Here’s some bad news for name-brand CPG marketing teams: You are losing to the generics. PG reports on the growth of private labels and found as recently as this quarter that consumers are buying these alternatives more than ever before. Attitudes have shifted to the generics, and these trends stretch across demographics, marking 2020 as a challenging year for CPG marketing of traditional brands.
How can traditional CPG brands compete with their private label competitors?
CPG Marketing and the Private Label
A third quarter report on consumer trends shows brands are losing to generics by more than two to one. It seems consumers have shifted their viewpoint of off label brands; the study indicated 99.9% of shoppers purchase generics. That’s equal to more than 124 million American households buying off label products this year. This is a particularly strong trend among Millennials, who recently surpassed Baby Boomers as the predominant consumer population.
Interestingly, these trends are impacting CPG marketing at a time when the economy is relatively stable. The study showed 57% of participants felt their household income was in decent shape. It also shared that not only are shoppers buying more private label products; they are actually influenced to shop in a store that offers them; 67% of survey participants say they pick the store based on their private label selection.
This news leaves brand names worried that sales will decline in 2020. How can brand names compete with their own industry disruptor, the private label brand?
Competing with Private Labels
Low price but high-quality food is suddenly in vogue after years of being viewed suspiciously by consumers. Observa gives us a history lesson on the phenomenon, “When stores created these cheaper private labels, consumers started to trust the consistency of the store brand.”
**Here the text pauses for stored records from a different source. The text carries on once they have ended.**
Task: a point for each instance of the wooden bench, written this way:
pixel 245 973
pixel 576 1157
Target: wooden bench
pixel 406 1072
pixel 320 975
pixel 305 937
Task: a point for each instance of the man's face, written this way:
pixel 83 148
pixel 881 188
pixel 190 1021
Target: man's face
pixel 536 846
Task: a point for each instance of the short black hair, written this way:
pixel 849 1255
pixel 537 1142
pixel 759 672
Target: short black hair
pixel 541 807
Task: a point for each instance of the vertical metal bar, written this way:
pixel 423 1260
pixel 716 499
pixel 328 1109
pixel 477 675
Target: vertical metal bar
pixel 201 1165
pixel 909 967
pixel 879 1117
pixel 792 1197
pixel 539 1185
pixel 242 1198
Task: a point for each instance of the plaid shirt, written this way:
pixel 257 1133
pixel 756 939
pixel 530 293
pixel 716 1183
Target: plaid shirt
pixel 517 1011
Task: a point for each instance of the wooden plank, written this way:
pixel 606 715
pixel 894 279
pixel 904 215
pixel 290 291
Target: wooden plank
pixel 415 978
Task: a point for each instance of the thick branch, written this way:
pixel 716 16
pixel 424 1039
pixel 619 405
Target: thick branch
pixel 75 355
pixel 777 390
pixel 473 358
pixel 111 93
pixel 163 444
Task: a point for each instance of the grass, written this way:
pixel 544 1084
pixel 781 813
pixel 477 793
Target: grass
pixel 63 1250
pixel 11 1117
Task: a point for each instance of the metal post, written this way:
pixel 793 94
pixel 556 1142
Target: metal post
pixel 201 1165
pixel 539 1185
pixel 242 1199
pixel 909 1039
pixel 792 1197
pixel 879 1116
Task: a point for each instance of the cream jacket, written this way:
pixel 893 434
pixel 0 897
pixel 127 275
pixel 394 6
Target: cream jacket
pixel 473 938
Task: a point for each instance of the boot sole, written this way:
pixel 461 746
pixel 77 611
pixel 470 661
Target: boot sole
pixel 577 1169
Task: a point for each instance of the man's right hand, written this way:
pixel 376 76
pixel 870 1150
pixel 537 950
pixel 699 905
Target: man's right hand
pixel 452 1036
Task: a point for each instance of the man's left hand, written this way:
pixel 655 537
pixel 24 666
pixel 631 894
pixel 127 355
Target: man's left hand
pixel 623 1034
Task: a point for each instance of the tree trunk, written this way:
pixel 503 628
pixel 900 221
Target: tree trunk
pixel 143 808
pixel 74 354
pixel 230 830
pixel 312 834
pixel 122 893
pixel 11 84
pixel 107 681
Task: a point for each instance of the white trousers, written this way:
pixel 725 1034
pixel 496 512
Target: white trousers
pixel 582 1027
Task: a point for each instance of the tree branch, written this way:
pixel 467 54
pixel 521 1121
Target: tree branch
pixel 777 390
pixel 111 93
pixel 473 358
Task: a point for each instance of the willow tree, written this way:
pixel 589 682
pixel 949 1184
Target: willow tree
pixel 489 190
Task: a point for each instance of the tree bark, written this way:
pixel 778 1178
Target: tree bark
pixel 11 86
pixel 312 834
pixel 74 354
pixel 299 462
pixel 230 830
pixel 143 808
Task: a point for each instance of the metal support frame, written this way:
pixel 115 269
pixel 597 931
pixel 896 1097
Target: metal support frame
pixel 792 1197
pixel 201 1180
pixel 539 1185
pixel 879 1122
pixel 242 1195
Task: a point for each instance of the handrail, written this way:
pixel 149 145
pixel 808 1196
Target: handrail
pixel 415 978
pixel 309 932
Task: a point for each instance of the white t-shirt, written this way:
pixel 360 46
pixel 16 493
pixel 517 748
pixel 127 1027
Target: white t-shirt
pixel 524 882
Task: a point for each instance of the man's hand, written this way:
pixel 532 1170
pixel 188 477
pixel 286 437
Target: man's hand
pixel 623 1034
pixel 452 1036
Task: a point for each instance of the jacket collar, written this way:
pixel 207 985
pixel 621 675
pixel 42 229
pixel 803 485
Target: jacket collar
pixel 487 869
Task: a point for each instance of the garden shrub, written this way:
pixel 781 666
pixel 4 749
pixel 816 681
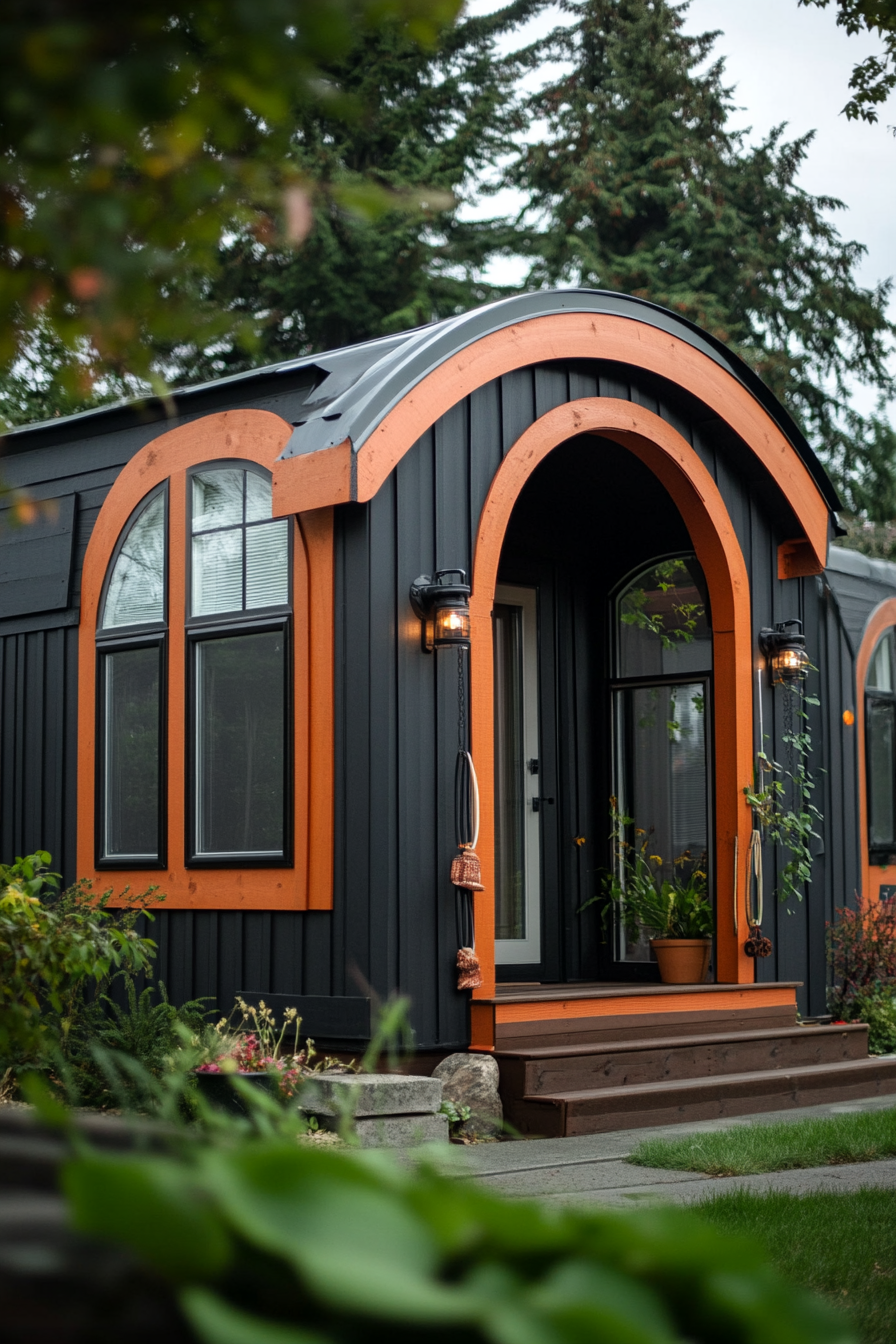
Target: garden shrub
pixel 58 952
pixel 267 1241
pixel 861 952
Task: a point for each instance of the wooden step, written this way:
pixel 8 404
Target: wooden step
pixel 538 1070
pixel 601 1109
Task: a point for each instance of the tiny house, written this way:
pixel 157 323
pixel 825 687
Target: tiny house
pixel 214 680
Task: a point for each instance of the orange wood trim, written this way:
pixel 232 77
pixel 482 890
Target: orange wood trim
pixel 560 336
pixel 699 500
pixel 323 479
pixel 797 559
pixel 570 1008
pixel 257 437
pixel 880 620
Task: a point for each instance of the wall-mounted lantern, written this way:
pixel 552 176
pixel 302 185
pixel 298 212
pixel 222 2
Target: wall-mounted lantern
pixel 785 648
pixel 443 609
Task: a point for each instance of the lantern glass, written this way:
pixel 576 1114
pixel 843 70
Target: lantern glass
pixel 789 665
pixel 452 626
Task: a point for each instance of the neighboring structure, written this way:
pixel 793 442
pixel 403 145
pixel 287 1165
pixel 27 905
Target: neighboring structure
pixel 212 678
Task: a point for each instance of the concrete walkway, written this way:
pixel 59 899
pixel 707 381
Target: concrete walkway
pixel 591 1169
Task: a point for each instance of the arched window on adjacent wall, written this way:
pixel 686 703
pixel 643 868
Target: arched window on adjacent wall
pixel 661 715
pixel 880 749
pixel 206 678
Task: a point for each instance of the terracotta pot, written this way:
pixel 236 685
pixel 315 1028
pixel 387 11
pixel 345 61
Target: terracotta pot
pixel 683 961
But the world has changed, with Costco, Whole Foods, and Trader Joe’s stepping up to move their private labels into the mainstream. How can brand names fight back? A few suggestions include:
Constantly innovate with changes to CPG packaging that reflect consumer trends, including edible, transparent, or biodegradable packaging.
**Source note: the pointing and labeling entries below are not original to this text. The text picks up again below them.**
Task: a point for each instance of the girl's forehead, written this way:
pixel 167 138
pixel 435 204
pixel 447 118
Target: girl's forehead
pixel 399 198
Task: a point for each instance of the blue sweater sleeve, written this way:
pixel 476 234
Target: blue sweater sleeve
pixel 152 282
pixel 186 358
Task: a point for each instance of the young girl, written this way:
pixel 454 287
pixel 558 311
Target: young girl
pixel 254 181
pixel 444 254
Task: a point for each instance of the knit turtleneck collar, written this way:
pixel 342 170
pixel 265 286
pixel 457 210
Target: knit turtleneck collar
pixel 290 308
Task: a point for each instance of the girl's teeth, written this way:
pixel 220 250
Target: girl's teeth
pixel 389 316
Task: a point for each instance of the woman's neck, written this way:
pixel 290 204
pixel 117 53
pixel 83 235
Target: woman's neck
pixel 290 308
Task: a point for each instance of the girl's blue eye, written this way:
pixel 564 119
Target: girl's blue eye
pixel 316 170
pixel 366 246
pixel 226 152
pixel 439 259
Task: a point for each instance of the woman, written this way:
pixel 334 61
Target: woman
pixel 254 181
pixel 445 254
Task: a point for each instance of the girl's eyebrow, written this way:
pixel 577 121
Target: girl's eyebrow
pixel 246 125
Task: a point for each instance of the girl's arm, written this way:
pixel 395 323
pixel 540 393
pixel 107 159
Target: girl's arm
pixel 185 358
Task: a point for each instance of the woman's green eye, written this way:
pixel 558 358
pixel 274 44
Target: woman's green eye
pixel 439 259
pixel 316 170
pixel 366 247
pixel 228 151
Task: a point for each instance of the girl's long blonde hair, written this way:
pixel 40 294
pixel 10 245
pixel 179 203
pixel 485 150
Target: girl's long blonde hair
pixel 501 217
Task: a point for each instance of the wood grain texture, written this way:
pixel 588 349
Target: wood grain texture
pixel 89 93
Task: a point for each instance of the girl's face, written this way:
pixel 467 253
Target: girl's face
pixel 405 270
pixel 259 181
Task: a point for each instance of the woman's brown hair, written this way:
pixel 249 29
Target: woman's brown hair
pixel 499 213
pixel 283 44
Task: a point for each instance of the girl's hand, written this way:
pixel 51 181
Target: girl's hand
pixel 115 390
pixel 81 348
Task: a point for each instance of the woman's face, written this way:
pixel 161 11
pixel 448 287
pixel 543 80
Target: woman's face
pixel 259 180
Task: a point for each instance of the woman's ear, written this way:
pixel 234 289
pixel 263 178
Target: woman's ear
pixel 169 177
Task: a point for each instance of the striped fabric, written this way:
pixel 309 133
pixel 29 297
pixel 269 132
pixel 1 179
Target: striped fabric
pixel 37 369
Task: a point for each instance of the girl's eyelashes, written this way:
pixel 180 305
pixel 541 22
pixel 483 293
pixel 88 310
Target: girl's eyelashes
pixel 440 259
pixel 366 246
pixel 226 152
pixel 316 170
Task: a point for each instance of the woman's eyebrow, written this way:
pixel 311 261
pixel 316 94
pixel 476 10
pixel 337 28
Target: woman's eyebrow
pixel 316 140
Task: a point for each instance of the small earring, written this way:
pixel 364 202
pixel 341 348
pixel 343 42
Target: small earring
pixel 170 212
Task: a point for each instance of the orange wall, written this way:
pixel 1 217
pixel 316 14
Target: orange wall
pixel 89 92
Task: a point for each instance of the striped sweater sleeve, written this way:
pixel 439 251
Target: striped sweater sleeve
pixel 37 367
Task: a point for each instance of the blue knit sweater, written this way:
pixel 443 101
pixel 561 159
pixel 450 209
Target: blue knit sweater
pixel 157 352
Innovate product offerings, including flavor-specific trends that consumers are simply “into” this year.
Focus on maintaining current customers by using smart marketing to build brand loyalty.
Increase efforts to bring on new consumers by creating fresh products and increasing in-store attention getters. 76% of consumer decisions are made in-store, which means investing in product displays, sampling, or other innovations will bring in more buyers.
Infiltrate the right locations. Some of the success of off label products is attributable to business storefront loyalty and not just the fact that generics are cheaper than the alternative. Make sure your brands are right next to the generic products in the right stores, with an attractive price point and innovative feature benefits.
It’s clear that private label brands have come a long way and have even surpassed traditional brand names at the cash register. How traditional brand managers will move to compete for this competitive market remains to be seen. But this issue is sure to remain a compelling strategic imperative for CPG marketing in the near future.